Курсивом выделены обороты из Великого покаянного Канона преподобного Андрея Критского
Волчица
Марине Кудимовой
- Когда пространство ополчится
- и горечь претворится в ночь,
- грядёт тамбовская волчица —
- одна – товарищу помочь.
- И на рассерженны просторы,
- где дух возмездья не зачах,
- но искорёженны которы,
- глядит с решимостью в очах.
- Гнетёт серебряные брови
- и дыбит огненную шерсть,
- и слово, полное любови,
- в ней пробуждается как весть.
- «Почто, безпечный мой товарищ,
- ты был расслаблен, вял и снул!
- Покуда тварь не отоваришь,
- не размыкай железных скул!
- Сжимай – до вражьего издоха —
- любви победные клыки!»
- Кровава хворая эпоха,
- но лапы верные – легки.
Про Зеведея
- Се – сидит Зеведей, починяющий сети.
- «Где же дети твои?» – «Утекли мои дети.
- В Галилее ищи их, во всей Иудее,
- позабывших о старом отце Зеведее».
- Так речет Зеведей, покидающий лодку.
- И мы видим тяжёлую эту походку
- и согбенную спину, поникшие руки,
- ветхий кров возле Геннисаретской излуки.
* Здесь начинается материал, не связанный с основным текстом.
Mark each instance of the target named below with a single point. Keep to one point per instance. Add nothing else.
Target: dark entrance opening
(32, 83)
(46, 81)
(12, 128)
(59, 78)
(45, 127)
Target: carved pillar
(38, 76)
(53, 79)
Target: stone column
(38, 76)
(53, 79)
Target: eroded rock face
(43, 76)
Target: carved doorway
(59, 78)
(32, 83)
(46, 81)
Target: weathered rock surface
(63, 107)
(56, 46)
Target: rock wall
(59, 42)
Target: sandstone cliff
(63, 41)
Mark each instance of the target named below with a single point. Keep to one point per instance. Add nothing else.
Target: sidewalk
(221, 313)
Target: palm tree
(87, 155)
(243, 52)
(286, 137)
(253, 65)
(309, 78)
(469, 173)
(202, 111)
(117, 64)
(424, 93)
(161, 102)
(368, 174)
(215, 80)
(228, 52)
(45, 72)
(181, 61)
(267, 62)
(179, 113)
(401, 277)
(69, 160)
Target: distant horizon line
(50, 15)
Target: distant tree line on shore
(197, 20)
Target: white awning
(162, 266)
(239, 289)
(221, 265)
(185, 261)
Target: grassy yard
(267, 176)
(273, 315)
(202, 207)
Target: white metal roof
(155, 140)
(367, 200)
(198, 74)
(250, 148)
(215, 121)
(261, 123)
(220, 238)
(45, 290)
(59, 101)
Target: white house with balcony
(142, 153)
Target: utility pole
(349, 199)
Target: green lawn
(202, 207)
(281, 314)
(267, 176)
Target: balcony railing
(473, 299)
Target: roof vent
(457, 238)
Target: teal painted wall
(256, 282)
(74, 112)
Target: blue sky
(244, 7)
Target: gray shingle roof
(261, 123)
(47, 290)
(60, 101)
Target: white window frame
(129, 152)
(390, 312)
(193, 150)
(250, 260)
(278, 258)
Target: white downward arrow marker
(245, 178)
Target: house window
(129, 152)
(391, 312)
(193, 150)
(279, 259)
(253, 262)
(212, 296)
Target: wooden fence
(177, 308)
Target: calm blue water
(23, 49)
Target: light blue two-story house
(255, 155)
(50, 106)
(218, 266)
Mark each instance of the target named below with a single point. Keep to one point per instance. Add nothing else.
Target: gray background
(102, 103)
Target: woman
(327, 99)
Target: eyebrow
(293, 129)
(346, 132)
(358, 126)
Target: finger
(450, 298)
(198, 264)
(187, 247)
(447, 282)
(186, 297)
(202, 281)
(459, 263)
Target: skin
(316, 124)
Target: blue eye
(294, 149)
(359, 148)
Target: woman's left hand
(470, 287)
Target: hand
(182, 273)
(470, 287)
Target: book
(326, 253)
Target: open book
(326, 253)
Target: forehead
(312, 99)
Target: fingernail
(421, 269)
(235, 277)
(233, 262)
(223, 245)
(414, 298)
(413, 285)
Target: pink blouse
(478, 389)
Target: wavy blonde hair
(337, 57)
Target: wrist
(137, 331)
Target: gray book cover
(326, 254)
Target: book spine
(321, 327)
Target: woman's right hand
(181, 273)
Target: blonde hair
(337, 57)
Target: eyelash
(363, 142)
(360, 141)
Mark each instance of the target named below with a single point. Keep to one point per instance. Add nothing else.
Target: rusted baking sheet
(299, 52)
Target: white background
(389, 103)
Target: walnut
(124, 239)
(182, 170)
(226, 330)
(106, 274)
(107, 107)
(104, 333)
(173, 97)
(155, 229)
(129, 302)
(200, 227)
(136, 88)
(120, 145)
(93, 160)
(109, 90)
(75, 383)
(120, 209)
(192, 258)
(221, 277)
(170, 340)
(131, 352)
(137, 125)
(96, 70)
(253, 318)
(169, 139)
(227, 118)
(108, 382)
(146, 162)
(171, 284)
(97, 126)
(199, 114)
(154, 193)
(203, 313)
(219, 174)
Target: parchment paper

- А вдали, как поведано в Новом Завете,
- оба-двое видны – зеведеевы дети,
- что влекутся пустыней, оставивши дом их,
- посреди первозванных, Мессией ведомых.
- Да, мы видим: они, Иоанн и Иаков,
- впредь ловцы человеков – не рыб и не раков —
- босоного бредут посреди мирозданья
- нам в укор и в усладу, в пример, в назиданье.
- Вот – пред тем, как приблизится стражников свора,
- сыновья Зеведея в сиянье Фавора,
- вот – заснули под синим кустом Гефсимани —
- от печали и скорби, как будто в тумане,
- и всегда – как надёжа, защита, основа —
- обнимает Иаков, старшой, Богослова.
- Нам откроют деянья, где явлены братья:
- Иоанн златокудрый – ошу́ю Распятья,
- и, сквозь дымчатый свет тополиного пуха,
- мы Святаго увидим сошествие Духа,
- а потом – как, зашедшись от злобного хрипа,
- опускает Иакову Ирод Агриппа
- меч на шею, святую главу отсекая;
- у апостольской святости участь такая.
- Дальше мы озираем весь глобус как атлас:
- Компостеллу из космоса видим и Патмос,
- и Сантьяго де Куба, Сантьяго де Чили…
- Это всё мы от братьев навек получили
- в дар – свечение веры, величие жертвы.
- Те, что живы, и те, кто пока ещё мертвы,
- грандиозную видят Вселенной картину,
- окунаясь в единую света путину,
- где пульсирует Слово Христово живое,
- за которым грядут зеведеевы, двое.
- …Да, понятен посыл, и отрадна идея.
- Отчего же мне жаль старика Зеведея?
«Закат увидеть как рассвет…»
- Закат увидеть как рассвет,
- дыша полоской заревою,
- и вспомнить утренний завет —
- теперь ли я его усвою?
- И зреть зелёной новизной,
- как зреет поросль полевая —
- сквозь облак памяти земной
- светлея и просветлевая.
III
2004–2011
«Так молись, – говорит, – чтоб в груди ручеёк журчал…»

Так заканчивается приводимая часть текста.